Les français en difficulté

En réalité, ce sont tous les citoyens français qui sont concernés, ainsi que les entreprise aussi, qui paient parfois leur ligne Internet à des prix dérisoires pour une qualité qui laisse à désirer, faute de bon débit de connexion. Il faut également tenir compte des personnes qui ne travaillent pas sur place, comme les ouvriers par exemple, qui sur certains chantiers n’ont aucune connexion mobile et donc aucun moyen de joindre les secours si besoin.
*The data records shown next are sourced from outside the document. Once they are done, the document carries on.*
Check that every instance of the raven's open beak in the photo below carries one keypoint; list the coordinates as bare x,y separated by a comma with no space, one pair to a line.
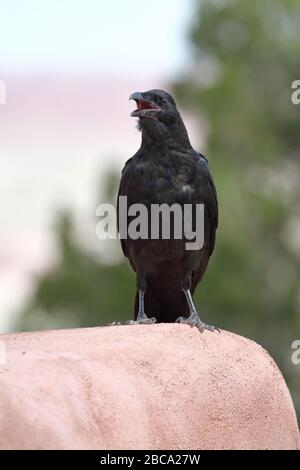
145,107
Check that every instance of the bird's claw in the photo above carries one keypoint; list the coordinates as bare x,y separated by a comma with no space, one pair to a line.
142,321
195,321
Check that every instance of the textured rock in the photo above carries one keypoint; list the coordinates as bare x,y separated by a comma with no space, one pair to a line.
147,386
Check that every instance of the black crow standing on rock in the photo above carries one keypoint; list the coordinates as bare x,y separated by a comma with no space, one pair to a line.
166,169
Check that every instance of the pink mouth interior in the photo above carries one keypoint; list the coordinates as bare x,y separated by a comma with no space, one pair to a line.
146,105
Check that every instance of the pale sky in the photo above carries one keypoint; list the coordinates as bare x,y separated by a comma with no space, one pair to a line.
115,36
69,68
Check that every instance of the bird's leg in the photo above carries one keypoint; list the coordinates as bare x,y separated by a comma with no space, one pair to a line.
193,319
141,316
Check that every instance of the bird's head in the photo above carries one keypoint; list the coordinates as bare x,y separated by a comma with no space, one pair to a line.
155,105
159,119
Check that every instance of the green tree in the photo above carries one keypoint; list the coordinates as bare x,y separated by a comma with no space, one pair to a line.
245,56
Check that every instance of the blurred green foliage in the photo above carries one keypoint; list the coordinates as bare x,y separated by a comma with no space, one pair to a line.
244,58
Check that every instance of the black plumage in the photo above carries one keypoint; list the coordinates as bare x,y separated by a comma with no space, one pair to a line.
166,169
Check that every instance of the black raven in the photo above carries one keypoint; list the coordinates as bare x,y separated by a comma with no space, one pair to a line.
167,170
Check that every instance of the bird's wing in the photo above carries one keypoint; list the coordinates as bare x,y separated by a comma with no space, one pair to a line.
209,197
129,174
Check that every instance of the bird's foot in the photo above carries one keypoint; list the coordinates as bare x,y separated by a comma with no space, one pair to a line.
139,321
194,320
142,321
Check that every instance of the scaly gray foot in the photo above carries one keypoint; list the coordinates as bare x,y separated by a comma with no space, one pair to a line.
194,320
142,321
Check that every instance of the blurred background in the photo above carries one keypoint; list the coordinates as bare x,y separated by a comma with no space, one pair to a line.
65,134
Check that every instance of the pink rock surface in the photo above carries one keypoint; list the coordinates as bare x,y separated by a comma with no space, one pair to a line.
142,387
Bien que les maires de certaines villes et villages essaient de prendre ça en main en tentant d’attirer les opérateurs, ces tentatives sont souvent succès, faute de rentabilité. Par ailleurs, les citoyens se regroupent de plus en plus sous forme d’associations afin de relier eux-même leurs câbles de connexion de maison en maison. Mais l’État essaie lui aussi de mettre la main à la pâte en démarchant les opérateurs à l’aide de plans comme ceux présentés ci-dessous.

Le plan “Zone blanche”

Ce plan créé par l’État vise à raccorder 268 communes à un réseau mobile correct d’ici la fin de l’année. Cependant, les critères pour qu’une commune soit reconnue par le plan sont très nombreux et compliqués. De plus, ce plan a aussi un coût : environ 100 000€ par commune, soit un total d’environ 26 800 000€. Ci-dessous, la carte présentant les zones blanches en France :

Zone blanche

Le plan “France Très Haut Débit”

Ce plan a été lancé au printemps 2013 et vise à couvrir l’intégralité du territoire d’ici 2022 d’un réseau Internet très haut débit. Un plan qui, à nouveau, coûte relativement cher : 20 milliards d’euros au total. Qui participe à ce plan ? L’État, bien sûr, mais les opérateurs sont aussi mis à contribution avec à la clé de nouveaux clients.

France Très haut Débit

Conclusion

Cette absence de réseau peut avoir des conséquences néfastes. On peut prendre pour exemple le ralentissement de l’économie, à l’heure où la mondialisation est bien présente et où Internet devient nécessaire au bon développement d’une entreprise en permettant des échanges très rapides. Les habitants de ces “zones blanches” sont exaspérés, impuissants, tandis que l’État essaie d’améliorer la situation, bien que les efforts fournis ne soient pas suffisant. De plus, les opérateurs ne sont pas forcément convaincus à l’idée de raccorder certaines parties de la France : il s’agit d’un travail long, coûteux, et généralement d’un faible rentabilité étant donné le nombre de clients potentiels dans certains villages.